As a European, she said, she wanted to come to the United States to see what didn't exist in Europe. "Some people say this is its own thing, that it does not exist anywhere else. Some other people say that it's exactly what the future looks like everywhere," Murielle said.
I've come to see Detroit as a working metaphor of the 20th century, of the American dream. Its growth was phenomenal, as was its decline. Abandoned buildings are now playgrounds for urban explorers, ravers, artists and tourists.
"It's interesting to see those who hold onto the American dream and come here and say this is what's left. It is the American dream in terms of the original American dream," Murielle said.
I asked Murielle if she thinks Detroit is America. The answer: Detroit is as American as it gets.
"To me Detroit is so completely embedded in the history of modernity and of 'Fordism;' it is amazing to be here, to see it up close." A good way to see how a foreigner sees the city is through a photographer's eye. Detroit is a very popular place for Europeans to come and take pictures.
Romain Blanquart, a Frenchman, liked the city so much he stayed and now works as a staff photographer with the Detroit Free Press newspaper.
"I think Detroit is America, but Detroit is a lot more because Detroit is a lot of other places, that people turn to it as an example of what good and what bad can happen to a place, but the same thing is happening all over the country and in Europe. Yeah, we are America, but we are the world," he said.
For those visiting Detroit there are a couple of options of where to stay. For luxury and history there is the once abandoned and left-to-ruin Book Cadillac Hotel, founded by decedents of the French explorer. It has been painstakingly refurbished to its 1924 glory days, plus some escalators, and is once again a social center of Detroit.

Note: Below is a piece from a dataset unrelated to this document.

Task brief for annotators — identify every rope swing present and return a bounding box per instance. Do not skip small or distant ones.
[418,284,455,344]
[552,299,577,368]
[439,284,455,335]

But one of the best places to find Foreigners is in a hostel. Opened recently, Hostel Detroit is a two-story house with a great view of the very iconic and very abandoned Michigan Central train station. But the station was born the same time as Ford's cars, and as we know in United States, cars won the race to move people.
It's a first-stop for many visitors and their cameras, including me. I felt somewhat guilty when I pulled-up in my rental car, a Chevy Volt, because it represents the next generation of conquerers who will now gloat at the fallen.
Back at the hostel, I met Maria, a resident of Oslo, Norway, who said she came to the United States specifically to see Detroit. Maria said she didn't rent a car for the motor city when she arrived, but got a lift instead from someone she met on the plane.
"I got driven to this hostel, because I arrived in the middle of the night, by the former mayor of Detroit, Ken Cockrel," she said. "I was just sitting close to him and found out he was living quite close to the hostel. It's just [that] people are very helpful."
I asked her why on her first trip to the United States she is visiting Detroit, and not, say, New York.
"New York, you can go when you're old, when you are 50 and you can afford it and it will be still the same," she said. "Detroit, I came now because of a lot of coincidences I heard [about] what was going on here."
I asked what lessons, if any, Maria might take back with her to Europe. "This city fell, but they're actually trying to do something about it. And people support their community. I think Europe can learn tjat sometimes we may be a wee bit spoiled," she said.
"The thing is it's not how you fall that defines you as a person, but how you rise up again. I think that says a lot about Detroit."